39), is GRANTED IN PART AND DENIED IN PART as set forth below. In making this determination, the Court is mindful of Federal Rule of Civil Procedure 26(b)(1), which allows parties to obtain discovery “regarding any nonprivileged matter that is relevant to any party’s claim or defense and proportional to the needs
of the case . . .” The Court considers “the importance of the issues at stake in the action, the amount in controversy, the parties’ relative access to relevant information, the parties’ resources, the importance of the discovery in resolving the
issues, and whether the burden or expense of the proposed discovery outweighs its likely benefit.” Id. Finally, “[i]nformation within this scope of discovery need not be admissible in evidence to be discoverable.” Id. 1. Unresolved Issue No. 1. Patient Charting Activity Information (RFPs 8, 9; ECF 34-1, PageID.625-626) 2. Unresolved Issue No. 2. Access Badge Swipes (RFP 7; ECF 34-1, PageID.624)
The parties’ arguments as to both unresolved issues are similar, and the Court will address them together.
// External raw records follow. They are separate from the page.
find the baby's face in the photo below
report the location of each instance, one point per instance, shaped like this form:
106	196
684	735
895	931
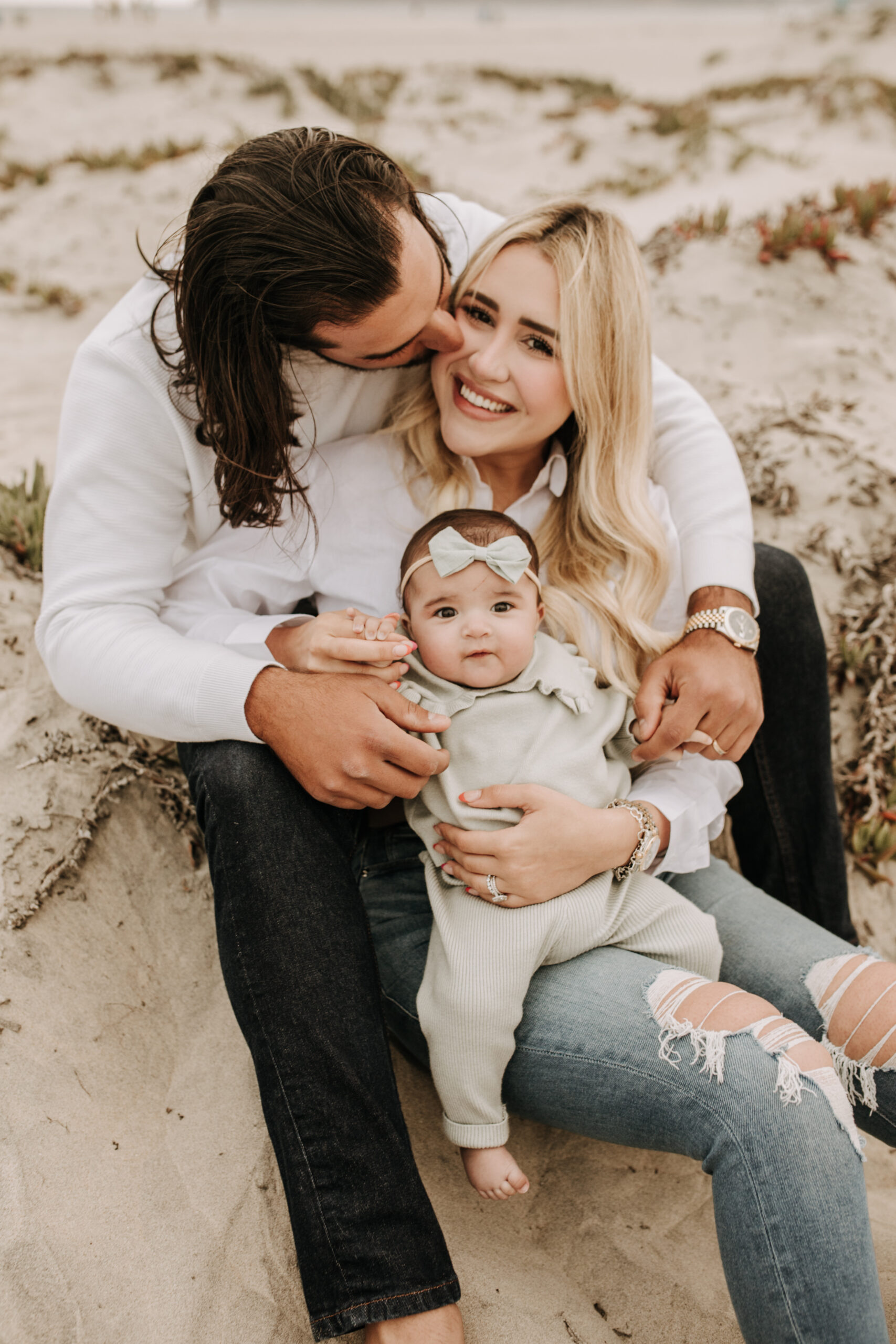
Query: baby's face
473	627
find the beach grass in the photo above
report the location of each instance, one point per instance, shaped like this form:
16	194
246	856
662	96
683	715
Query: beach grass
22	514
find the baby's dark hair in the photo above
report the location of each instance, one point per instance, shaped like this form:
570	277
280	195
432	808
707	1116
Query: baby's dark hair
480	526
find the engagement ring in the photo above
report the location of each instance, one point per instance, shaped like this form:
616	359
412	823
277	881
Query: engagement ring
493	887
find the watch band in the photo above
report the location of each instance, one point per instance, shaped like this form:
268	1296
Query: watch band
648	832
715	618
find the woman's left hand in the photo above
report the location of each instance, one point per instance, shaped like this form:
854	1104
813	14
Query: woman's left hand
556	846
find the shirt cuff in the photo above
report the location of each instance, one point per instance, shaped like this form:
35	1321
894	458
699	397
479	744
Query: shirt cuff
250	636
692	795
719	562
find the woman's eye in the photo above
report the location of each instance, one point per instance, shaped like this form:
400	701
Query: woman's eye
541	344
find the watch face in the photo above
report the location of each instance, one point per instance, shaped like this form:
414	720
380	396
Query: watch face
742	625
650	853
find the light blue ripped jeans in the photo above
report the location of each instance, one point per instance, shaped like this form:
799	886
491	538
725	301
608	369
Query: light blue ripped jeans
787	1187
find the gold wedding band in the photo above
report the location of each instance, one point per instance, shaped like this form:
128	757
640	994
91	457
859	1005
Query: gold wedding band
493	887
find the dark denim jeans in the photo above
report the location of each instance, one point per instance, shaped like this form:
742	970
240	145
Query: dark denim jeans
785	819
299	965
300	970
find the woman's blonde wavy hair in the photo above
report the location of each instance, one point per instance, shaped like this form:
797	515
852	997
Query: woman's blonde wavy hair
601	543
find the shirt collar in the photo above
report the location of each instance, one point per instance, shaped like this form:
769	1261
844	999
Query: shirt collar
553	476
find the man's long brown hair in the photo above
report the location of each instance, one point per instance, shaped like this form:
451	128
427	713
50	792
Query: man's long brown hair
293	229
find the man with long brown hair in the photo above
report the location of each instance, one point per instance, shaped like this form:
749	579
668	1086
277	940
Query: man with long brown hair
309	276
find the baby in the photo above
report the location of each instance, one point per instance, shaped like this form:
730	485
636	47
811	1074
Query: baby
524	710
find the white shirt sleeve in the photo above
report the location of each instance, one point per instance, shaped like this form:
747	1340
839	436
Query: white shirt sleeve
116	519
696	464
238	588
692	795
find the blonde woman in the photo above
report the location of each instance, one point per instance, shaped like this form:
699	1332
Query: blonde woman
543	413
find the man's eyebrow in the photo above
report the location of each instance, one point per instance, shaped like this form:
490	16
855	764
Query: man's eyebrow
405	344
496	308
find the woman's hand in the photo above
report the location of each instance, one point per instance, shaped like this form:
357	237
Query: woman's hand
556	846
343	642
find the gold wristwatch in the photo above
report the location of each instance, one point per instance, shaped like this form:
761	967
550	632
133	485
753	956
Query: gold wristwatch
733	622
648	846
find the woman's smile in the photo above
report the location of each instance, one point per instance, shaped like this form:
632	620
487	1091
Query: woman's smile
503	392
473	401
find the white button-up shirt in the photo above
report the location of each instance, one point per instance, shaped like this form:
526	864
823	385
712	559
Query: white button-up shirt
366	515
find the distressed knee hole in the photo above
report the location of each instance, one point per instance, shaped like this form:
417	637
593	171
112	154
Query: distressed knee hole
856	998
705	1014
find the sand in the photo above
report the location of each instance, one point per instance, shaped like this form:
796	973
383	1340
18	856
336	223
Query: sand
140	1195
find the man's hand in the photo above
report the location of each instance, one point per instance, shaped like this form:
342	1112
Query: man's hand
343	642
345	738
714	685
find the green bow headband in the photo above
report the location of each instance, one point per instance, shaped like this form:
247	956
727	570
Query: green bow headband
449	551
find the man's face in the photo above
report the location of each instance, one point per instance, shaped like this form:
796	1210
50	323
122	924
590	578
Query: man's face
407	326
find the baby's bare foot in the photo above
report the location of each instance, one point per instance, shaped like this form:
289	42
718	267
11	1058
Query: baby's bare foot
493	1172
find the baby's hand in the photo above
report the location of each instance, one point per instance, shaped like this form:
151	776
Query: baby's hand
343	642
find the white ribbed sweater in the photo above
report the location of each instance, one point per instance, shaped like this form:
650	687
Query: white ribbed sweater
133	496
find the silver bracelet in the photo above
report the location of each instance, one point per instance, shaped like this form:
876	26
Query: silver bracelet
648	839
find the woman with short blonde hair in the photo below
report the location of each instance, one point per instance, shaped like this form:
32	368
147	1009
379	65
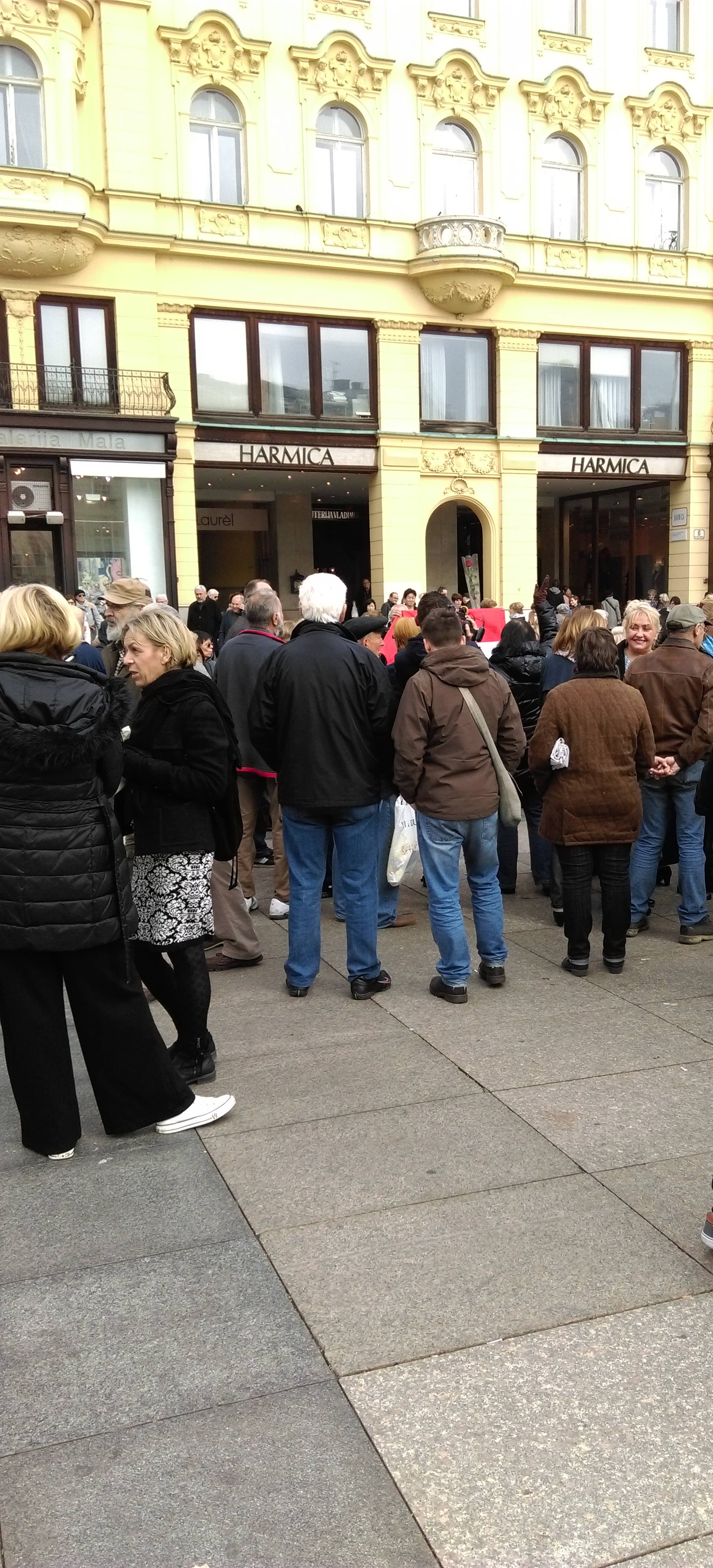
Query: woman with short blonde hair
642	626
37	620
181	767
66	907
403	631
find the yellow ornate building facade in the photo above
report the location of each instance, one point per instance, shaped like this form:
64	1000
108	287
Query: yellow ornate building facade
362	284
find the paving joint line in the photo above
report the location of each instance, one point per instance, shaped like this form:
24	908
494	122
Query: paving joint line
160	1421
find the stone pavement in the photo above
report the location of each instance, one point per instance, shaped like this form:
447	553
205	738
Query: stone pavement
434	1294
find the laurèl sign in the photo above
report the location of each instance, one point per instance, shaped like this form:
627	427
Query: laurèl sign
610	466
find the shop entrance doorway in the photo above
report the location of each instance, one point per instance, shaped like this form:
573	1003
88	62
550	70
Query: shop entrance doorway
605	542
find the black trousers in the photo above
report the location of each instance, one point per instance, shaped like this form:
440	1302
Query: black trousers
131	1072
610	863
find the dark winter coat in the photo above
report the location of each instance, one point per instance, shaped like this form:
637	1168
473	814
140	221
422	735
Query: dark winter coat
63	874
408	662
322	717
206	615
524	673
596	799
443	762
239	667
178	766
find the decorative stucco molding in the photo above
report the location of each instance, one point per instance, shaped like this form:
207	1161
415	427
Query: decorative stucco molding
565	43
457	81
345	236
214	48
393	330
668	264
353	10
342	68
460	461
43	253
566	258
673	59
225	225
565	101
518	339
457	26
668	115
40	15
173	313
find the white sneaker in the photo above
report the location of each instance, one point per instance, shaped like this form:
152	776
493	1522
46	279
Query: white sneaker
204	1109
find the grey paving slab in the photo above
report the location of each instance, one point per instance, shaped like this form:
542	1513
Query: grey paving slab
136	1202
588	1042
253	1015
674	1195
410	1283
287	1481
624	1118
300	1084
145	1340
352	1164
693	1555
566	1450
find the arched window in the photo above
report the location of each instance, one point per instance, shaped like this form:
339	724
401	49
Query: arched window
341	164
455	172
561	169
664	201
217	150
21	93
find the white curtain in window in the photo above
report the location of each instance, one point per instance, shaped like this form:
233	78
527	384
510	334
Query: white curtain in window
433	377
610	388
561	203
93	355
551	396
561	16
272	372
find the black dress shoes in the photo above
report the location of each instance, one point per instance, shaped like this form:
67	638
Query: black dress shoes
362	989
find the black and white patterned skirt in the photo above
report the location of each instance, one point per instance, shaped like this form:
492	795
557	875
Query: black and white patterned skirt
173	898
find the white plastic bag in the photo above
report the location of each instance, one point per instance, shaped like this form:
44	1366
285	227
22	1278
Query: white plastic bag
405	841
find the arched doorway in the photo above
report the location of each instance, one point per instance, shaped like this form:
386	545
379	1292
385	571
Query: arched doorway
453	535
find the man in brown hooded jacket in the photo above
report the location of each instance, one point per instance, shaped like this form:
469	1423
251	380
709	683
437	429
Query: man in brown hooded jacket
444	769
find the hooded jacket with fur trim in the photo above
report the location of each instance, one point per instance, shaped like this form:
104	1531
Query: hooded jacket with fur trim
63	872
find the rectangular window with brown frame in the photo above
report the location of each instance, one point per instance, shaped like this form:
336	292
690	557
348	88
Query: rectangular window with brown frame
283	369
632	389
457	372
76	353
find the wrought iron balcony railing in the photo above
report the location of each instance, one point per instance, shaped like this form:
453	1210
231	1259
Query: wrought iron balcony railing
62	389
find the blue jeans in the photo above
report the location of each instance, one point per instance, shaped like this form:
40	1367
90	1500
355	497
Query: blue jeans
441	844
508	839
657	796
356	839
388	894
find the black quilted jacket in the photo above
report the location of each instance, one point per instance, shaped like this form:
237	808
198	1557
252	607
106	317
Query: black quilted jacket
63	874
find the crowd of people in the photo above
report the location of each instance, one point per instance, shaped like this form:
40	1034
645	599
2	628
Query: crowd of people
145	764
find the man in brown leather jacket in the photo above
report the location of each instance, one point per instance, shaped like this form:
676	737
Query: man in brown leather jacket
444	769
676	683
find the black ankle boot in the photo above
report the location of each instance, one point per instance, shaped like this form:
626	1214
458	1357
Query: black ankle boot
193	1061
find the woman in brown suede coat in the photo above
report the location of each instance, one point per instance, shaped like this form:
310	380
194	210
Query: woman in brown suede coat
593	808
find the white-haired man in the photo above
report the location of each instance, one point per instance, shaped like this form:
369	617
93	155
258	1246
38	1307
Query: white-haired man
204	614
322	716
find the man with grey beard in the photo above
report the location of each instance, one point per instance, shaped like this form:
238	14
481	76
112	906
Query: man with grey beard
126	598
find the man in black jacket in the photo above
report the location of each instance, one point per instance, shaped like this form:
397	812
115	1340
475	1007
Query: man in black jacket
239	667
322	716
204	615
410	661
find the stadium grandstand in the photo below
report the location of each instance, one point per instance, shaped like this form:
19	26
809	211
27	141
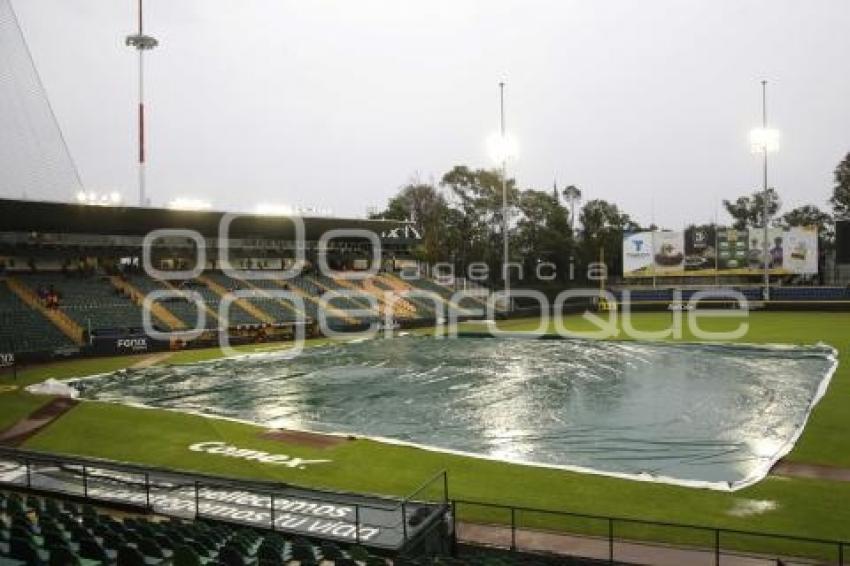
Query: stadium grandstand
73	278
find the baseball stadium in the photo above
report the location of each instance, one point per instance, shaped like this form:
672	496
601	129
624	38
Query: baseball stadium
501	377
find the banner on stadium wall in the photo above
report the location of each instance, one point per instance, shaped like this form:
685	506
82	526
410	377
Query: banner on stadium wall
637	254
707	251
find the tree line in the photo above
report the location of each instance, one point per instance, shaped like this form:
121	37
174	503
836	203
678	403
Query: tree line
460	219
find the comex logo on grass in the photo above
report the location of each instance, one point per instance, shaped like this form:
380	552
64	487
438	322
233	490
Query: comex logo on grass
228	451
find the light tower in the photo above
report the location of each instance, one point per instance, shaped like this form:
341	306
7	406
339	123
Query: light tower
765	140
141	43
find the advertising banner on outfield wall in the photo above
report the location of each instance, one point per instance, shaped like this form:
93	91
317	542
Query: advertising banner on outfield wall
707	251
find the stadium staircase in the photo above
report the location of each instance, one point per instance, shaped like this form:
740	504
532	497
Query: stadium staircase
464	304
185	311
160	312
253	310
325	284
310	293
397	308
281	309
59	319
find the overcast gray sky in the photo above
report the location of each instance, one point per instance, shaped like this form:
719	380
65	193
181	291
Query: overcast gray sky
336	104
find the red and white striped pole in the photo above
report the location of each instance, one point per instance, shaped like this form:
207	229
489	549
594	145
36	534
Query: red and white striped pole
141	43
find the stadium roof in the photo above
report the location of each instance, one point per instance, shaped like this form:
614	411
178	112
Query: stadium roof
54	217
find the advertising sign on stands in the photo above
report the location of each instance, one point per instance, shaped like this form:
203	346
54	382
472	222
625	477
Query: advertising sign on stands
706	251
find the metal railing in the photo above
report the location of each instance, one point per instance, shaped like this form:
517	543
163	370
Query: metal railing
622	539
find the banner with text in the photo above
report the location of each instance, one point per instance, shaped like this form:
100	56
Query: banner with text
710	250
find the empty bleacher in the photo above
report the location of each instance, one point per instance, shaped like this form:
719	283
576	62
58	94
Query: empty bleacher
40	530
23	329
181	307
90	301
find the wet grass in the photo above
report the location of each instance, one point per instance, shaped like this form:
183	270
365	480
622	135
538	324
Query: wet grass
813	508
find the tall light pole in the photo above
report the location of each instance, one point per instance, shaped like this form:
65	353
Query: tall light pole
573	194
765	140
503	147
141	43
506	272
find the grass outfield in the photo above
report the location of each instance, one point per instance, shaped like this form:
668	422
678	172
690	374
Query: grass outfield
813	508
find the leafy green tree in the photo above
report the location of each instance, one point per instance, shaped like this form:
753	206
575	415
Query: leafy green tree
841	193
602	228
477	194
810	215
543	232
748	211
573	195
423	205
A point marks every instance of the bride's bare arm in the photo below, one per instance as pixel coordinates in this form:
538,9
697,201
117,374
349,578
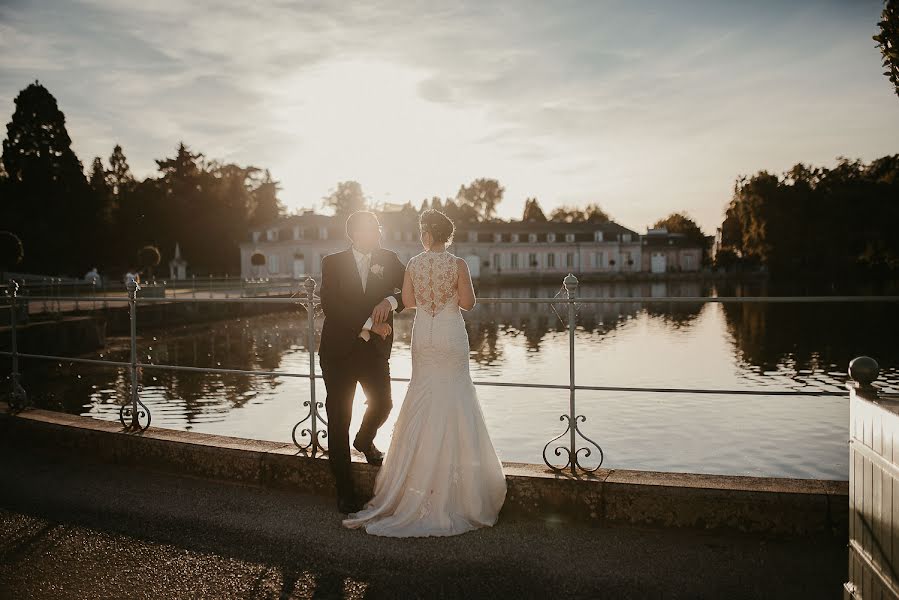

As to both unresolved issues, the Court finds that the discovery requests seek information relevant to Plaintiff’s claim as they relate to the “similarly situated”
analysis for notice to the putative class members, and thus the Court overrules Defendants’ objections as to relevance. Defendants also object that the requests are unduly burdensome, but the Court overrules that objection as well. A party
objecting to a request for production of documents as unduly burdensome must submit affidavits or other evidence to substantiate its objections. In re Heparin Prods. Liab. Litig., 273 F.R.D. 399, 410-411 (N.D. Ohio 2011); Sallah v. Worldwide Clearing, LLC, 855 F. Supp. 2d 1364, 1376 (S.D. Fla. 2012);
Convertino v. U.S. Dep’t of Justice, 565 F. Supp. 2d 10, 14 (D.D.C. 2008). Defendants did not provide any affidavit explaining the purported burden, and they have not shown that the electronic information is not reasonably accessible as
required under Federal Rule of Civil Procedure 26(b)(2)(B). The Court also overrules the objections as to proportionality and finds that the discovery is proportional to the needs of the case, particularly at Stage 1 of the discovery which is focused on the “similarly situated” analysis. In so finding, the
Court has considered the issues at stake, the amount in controversy, the parties’ relative resources and access to the information, whether the burden or expense of the proposed discovery outweighs its likely benefit, whether the discovery sought
is cumulative or duplicative, whether the discovery sought can be obtained from a more convenient, less burdensome, or less expensive source and the importance of the discovery to the issues in the case. Finally, Defendants object that the requests are overbroad. The Court is at least partially persuaded by this objection and finds that the requests as written are overbroad. Instead, the Court will limit the discovery to responsive information regarding Plaintiff, the opt-ins, plus a sampling of 100 putative plaintiffs. The Court will leave to the parties as to how the sampling is selected. The information shall be provided with the putative class member names redacted. For all of these reasons, the Court GRANTS IN PART the motion and ORDERS Defendants to respond to the limited requests, as narrowed by the Court
on the record. Responsive documents must be produced by April 16, 2025, unless the parties agree to different date. No costs will be awarded to either side, as neither side wholly prevailed in their position. See Fed. R. Civ. P. 37(a)(5). IT IS SO ORDERED.! Dated: March 26, 2025 Lo LV Anthony P. Patti UNITED STATES MAGISTRATE JUDGE
1 The attention of the parties is drawn to Fed. R. Civ. P. 72(a), which provides a period of fourteen (14) days after being served with a copy of this order within which to file objections for consideration by the district judge under 28 U.S.C. § 636(b)(1).